Après la démolition de 13 maisons dans la journée d’hier, dans le sillage de l’exécution d’un “eviction order”, les squatters qui les occupaient ont passé la nuit dernière… dans la rue. Parmi eux se trouvent des personnes souffrant de diabète et d’hypertension, mais aussi des personnes âgées, des enfants en bas âge et, même, des bébés. Joelle, mère d’un enfant de 15 mois, explique ainsi avoir dormi sur le trottoir. Pour protéger son enfant des piqûres de moustiques, elle l’a enveloppé dans une couverture. Comme elle, plusieurs mères d’enfants en bas âge ont dormi à la belle étoile. Une expérience difficile, la plupart des squatters affirmant d’ailleurs ne pas avoir fermé l’oeil de la nuit. « Nou penkor dormi di tou », témoigne une des mères de familles, désemparée.

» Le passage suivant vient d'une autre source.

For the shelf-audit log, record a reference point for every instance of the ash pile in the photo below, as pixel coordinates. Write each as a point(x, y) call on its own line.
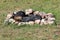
point(29, 16)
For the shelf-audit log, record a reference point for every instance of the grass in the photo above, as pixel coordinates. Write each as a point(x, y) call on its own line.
point(29, 32)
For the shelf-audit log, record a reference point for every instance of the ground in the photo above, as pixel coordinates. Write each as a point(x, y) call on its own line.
point(29, 32)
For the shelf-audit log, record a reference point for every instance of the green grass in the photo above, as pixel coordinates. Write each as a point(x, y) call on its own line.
point(29, 32)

Des bienfaiteurs, interpellés par le sort de ces squatters, ont cependant décidé de leur venir en aide, notamment en leur offrant nourriture, biscuits, vêtements et couvertures. Les squatters leur témoignent bien sûr leur reconnaissance, mais ce qu’ils veulent avant tout, c’est que la ministre et députée Mireille Martin viennent sur les lieux. Ceux-ci parlent d’ailleurs de certaines « promesses non tenues ». À l’unisson, les familles déplorent le fait que les autorités ne leur aient pas accordé de délai pour leur permettre de s’organiser.

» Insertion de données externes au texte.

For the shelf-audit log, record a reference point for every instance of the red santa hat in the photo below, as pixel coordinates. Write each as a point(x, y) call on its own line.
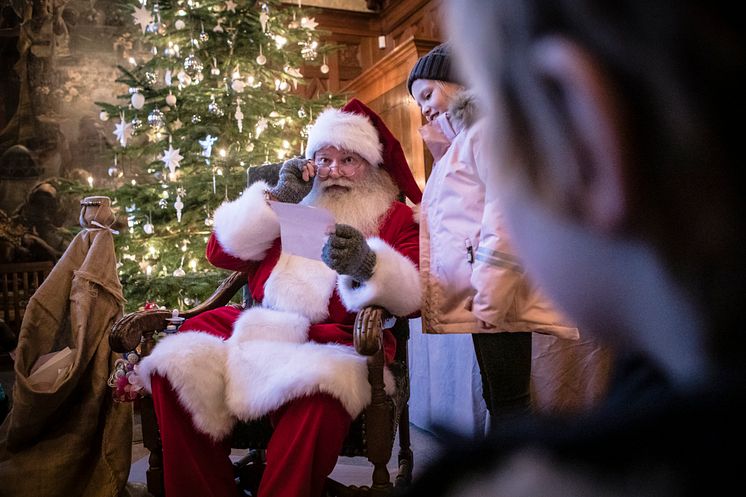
point(356, 128)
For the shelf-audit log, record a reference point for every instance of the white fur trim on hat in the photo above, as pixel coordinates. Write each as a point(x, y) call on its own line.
point(347, 131)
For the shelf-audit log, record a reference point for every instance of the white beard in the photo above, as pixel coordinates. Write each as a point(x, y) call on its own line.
point(362, 206)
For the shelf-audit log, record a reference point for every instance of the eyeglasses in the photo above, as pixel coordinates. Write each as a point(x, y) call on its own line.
point(347, 165)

Jessica raconte sa journée d’hier : « Mo sipliyer zote pas prend mo tole. Mone aster sa are mo kass ». Une autre voix s’élève : « Nou ti capav tire nou bane tole… Zot prend lacaz ek linz ladan. Aster la, nou pena naryen. » Anne, de son côté, parle de « non respect d’un jour sacré pour les catholiques », faisant référence au premier jour du carême chrétien. Mais les autorités sont catégoriques : ces familles, qui occupent illégalement ces lopins de terre, doivent être expulsés.
Tension toujours palpable
La rue Marjolin a été le théâtre hier d’échauffourées entres les habitants et la police, illustrant ainsi le sentiment de révolte et de colère après la démolition de 13 maison de squatters. Celles-ci se trouvaient dans une zone marécageuse, en l’occurrence sur la berge de la rivière Vallée-des-Prêtres, régulièrement sujette à des inondations et débordements lors de pluies diluviennes. Toutefois, certains disent ne pas comprendre pourquoi des maisons en tôle, situées à une distance un peu plus éloignée de la rivière, ont été détruites. La tension est montée d’un cran lorsque l’opération allait s’achever, des habitants jetant alors des pierres en direction des policiers.

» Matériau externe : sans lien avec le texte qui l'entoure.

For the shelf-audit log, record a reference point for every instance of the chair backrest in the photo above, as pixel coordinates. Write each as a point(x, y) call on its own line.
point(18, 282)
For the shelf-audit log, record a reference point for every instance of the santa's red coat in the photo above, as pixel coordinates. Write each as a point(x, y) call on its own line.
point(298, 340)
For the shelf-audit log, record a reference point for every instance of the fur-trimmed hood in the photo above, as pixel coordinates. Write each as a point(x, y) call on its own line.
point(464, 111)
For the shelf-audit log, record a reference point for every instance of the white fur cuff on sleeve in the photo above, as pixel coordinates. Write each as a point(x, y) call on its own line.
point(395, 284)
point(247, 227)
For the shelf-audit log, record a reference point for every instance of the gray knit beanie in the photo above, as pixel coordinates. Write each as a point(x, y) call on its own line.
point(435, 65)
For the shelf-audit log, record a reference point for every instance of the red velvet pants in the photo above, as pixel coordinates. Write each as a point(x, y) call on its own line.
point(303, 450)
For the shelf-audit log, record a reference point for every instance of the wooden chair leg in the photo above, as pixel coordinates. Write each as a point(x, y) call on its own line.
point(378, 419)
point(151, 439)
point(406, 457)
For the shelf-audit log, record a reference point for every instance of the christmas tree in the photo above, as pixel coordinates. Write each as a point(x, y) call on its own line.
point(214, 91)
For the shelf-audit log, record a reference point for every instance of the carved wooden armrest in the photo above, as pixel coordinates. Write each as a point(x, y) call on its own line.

De sources policières, on apprend que des arrestations sont à prévoir dans le sillage des violences d’hier contre les forces de l’ordre. Pour rappel, deux véhicules de la Special Supporting Unit (SSU) avaient alors été endommagés. De même, dans les affrontements, un policier, touché par un projectile, a été légèrement blessé à la hanche. Celui-ci a dû être soigné à l’hôpital Jeetoo. La police procède actuellement à l’identification des fauteurs de troubles, de même que ceux ayant obstrué hier soir la route Marjolin–Bernardin de St-Pierre.
Vers 19h hier, une cinquantaine de squatters, toujours remontés, ont en effet obstrué la route à l’aide de branches et de pierres. La police a dû une fois encore intervenir pour tenter de calmer les esprits. Mais face à quelques esprits échauffés, les effectifs de la police sur place ont dû appeler du renfort. Les forces de l’ordre ont finalement pu ramener le calme et dégager la voie vers 20h afin de permettre aux véhicules de circuler librement.